The disadvantage of relying on XOR characters that have either none or all bits set is that these occur at only about 1/16th of the points in the keystream. We can improve matters by observing that a similar effect occurs when the CT itself has all or no bits set. Again this occurs 1/16th of the time on average, although some will clash with the known cases, so a suitable case occurs in about 12% of the message characters. Despite this, the test is quite powerful and works for typical T52 message lengths (1000-2000 characters). However we can improve.
If we know, say, that there is one bit set in the XOR and one bit set in the ciphertext, there are then only two possible situations. If the two bits align after the unknown permutation (p=0.2), this will result in zero bits set in the plaintext. Conversely if they do not align (p=0.8), there will be two bits set in the plaintext. Without knowing which of these two cases is right, we can use the probabilities to aggregate a likelihood estimate. Similar situations, with different probabilities, exist for each combination of the number of bits set in the ciphertext and XOR characters. The all-or-none-set case is simply a special case, albeit the most powerful one.
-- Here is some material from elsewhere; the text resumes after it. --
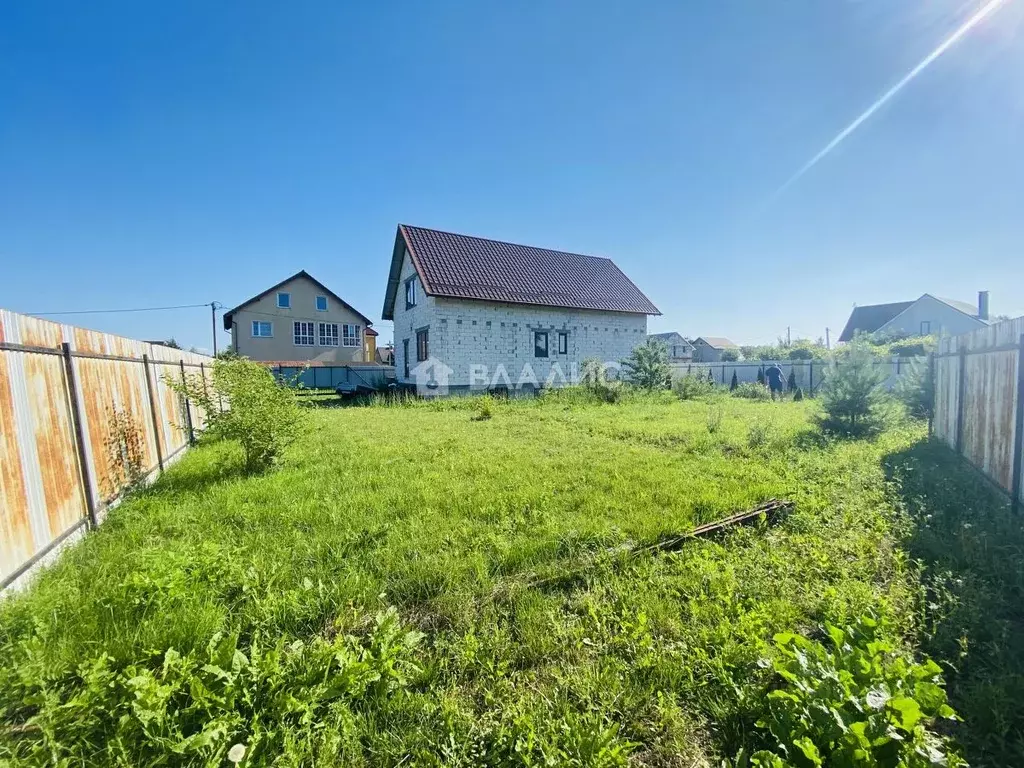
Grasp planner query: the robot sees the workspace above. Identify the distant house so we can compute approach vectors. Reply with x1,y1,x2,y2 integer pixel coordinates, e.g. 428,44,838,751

The algorithm, as might be expected, does need significantly more characters than the known plaintext solution (hundreds as opposed to just twenty). Somewhat counterintuitively, it operates faster than the known plaintext algorithm (12s-30s per partition on a P106-100 for 1000 character text, partitions vary in size). This is mostly because not knowing the internal permutation does not get ‘double counted’ against not knowing the ordering of the XOR wheels. In the known plaintext case, we must apply the right XOR and so must not just use the right partition of XOR wheels, we must use the right order. This involves permuting the choice of five wheels (i.e. a factor of 120). This permutation is distinct from the permutation the machine does internally. For the unknown plaintext case, the algorithm is such that while these are different permutations, their net effect is of one permutation. It might also be argued that the unknown plaintext algorithm does less : it can determine the right XOR wheels and their position, but only as a set of wheels, it does not determine their ordering.
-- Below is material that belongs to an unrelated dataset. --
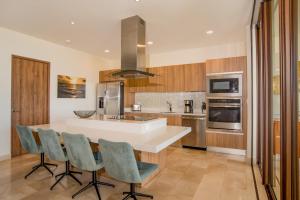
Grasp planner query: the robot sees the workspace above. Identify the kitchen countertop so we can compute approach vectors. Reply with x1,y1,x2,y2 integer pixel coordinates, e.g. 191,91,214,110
125,109,206,117
30,119,191,153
Taken together the fasted solution to a likely message (1000+ characters of which a short preamble could be guessed) would be to determine the wheel partition using the Unknown plaintext algorithm and then the ordering using the known plaintext algorithm.
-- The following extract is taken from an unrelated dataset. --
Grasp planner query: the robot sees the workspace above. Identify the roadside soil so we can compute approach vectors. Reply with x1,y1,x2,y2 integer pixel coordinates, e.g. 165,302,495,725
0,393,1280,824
Cuda implementation. In this implementation, the keystream for the specified set of XOR wheels is generated in a first step. However unlike the known plaintext case where the full keystream was stored, all that is required here is the number of set bits at each position in the stream. This fits in under 0.7GB, reasonable with current GPU memories. The second step involves calculating from every startpoint in the stream, the log likelihood score of those XORs, given each position in the ciphertext. While the correct key is not guaranteed to have the highest score, it is likely to be a high scoring result – and this likelihood obviously increases with ciphertext length. Other high-scoring keys are likely to be similar to the true key (which is why a hill-climbing attack may be preferable to this brute force attack).
The CUDA kernels are short and simple and the code for this attack is available on GitHub.